Reducing the number of unemployment claims and the amount your state pays in unemployment benefits to former employees is essential to lowering your unemployment insurance premium. Unemployment benefits serve as a safety net for workers who lose their job. If a worker is at fault in his unemployment, the state unemployment insurance department will deny his claim. You have the opportunity to contest any claim filed against your company; however, you must have an allowable defense for the unemployment board to rule in your favor.
Respond to the Notice of Unemployment Insurance Claim Filed when you received it from your state unemployment department. The department mails this form to employers after former employees file a claim for benefits. Include employee information such as the hire date, salary, position and last day worked. List the reason for the separation and include details justifying your reasoning in contesting the claim.
Wait for the decision from the state unemployment department. Departments typically respond within one week. If the state denies the claim, the former employee is not eligible for benefits and the employee has the right to appeal. If the state approves the claim, you have a right to appeal the decision.
Mail an appeal within the time frame stated on the decision. Include the name and address of your business, your unemployment account number, the Social Security number for the employee, a copy of the original decision and a reason for the appeal
Attend the hearing set by the state. States typically conduct phone hearings when employers contest an unemployment claim. You will receive notification from the state as to when the hearing will be and if you do not attend, the judge will enter a default judgment for the employee entitling her to her claim. At the appointed time, the judge will call you and your former employee and ask questions regarding the termination. You must answer any questions truthfully or risk charges of perjury.
Wait for the appeal decision. States typically decide appeals within two weeks; however, the claimant may begin to receive benefits before the state decides the appeal. If the appeal decision is in your favor, the former employee may have to return any received benefits.
You must have a viable reason for terminating employees for your request of denial to be successful. Allowable reasons include gross misconduct, absenteeism and drug or alcohol use on the job. You have the right to request witnesses for your appeal hearing. Witnesses must have firsthand knowledge of the details of the termination.
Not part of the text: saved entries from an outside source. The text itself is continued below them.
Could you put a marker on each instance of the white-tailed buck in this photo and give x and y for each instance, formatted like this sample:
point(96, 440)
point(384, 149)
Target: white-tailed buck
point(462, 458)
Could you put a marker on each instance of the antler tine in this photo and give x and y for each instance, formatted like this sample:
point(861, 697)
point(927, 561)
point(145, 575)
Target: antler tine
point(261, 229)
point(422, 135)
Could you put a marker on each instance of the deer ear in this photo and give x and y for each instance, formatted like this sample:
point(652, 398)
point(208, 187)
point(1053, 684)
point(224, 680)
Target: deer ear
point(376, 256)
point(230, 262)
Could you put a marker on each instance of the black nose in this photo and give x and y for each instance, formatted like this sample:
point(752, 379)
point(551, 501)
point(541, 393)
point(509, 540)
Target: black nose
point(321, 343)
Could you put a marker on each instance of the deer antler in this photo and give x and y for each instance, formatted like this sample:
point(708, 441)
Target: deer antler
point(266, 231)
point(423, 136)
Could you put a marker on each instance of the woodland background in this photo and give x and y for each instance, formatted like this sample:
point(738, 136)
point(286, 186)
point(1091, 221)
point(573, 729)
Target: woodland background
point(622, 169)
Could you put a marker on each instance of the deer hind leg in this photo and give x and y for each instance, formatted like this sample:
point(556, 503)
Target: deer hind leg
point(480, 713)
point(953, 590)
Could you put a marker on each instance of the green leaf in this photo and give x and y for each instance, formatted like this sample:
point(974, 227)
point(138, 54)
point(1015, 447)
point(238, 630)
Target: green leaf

If you do not have documentation supporting your allowable reason for termination, the state will honor the claim. Use time cards and payroll records to prove tardiness and absenteeism. Documentation from the employee's file of any disciplinary action against the employee is also acceptable to help prove your case. Fighting an unemployment claim can make the former employee an enemy, according to Nolo. This can lead to the employee filing a wrongful termination lawsuit. Fighting a claim could cost your company more than just the increase in your unemployment insurance premium.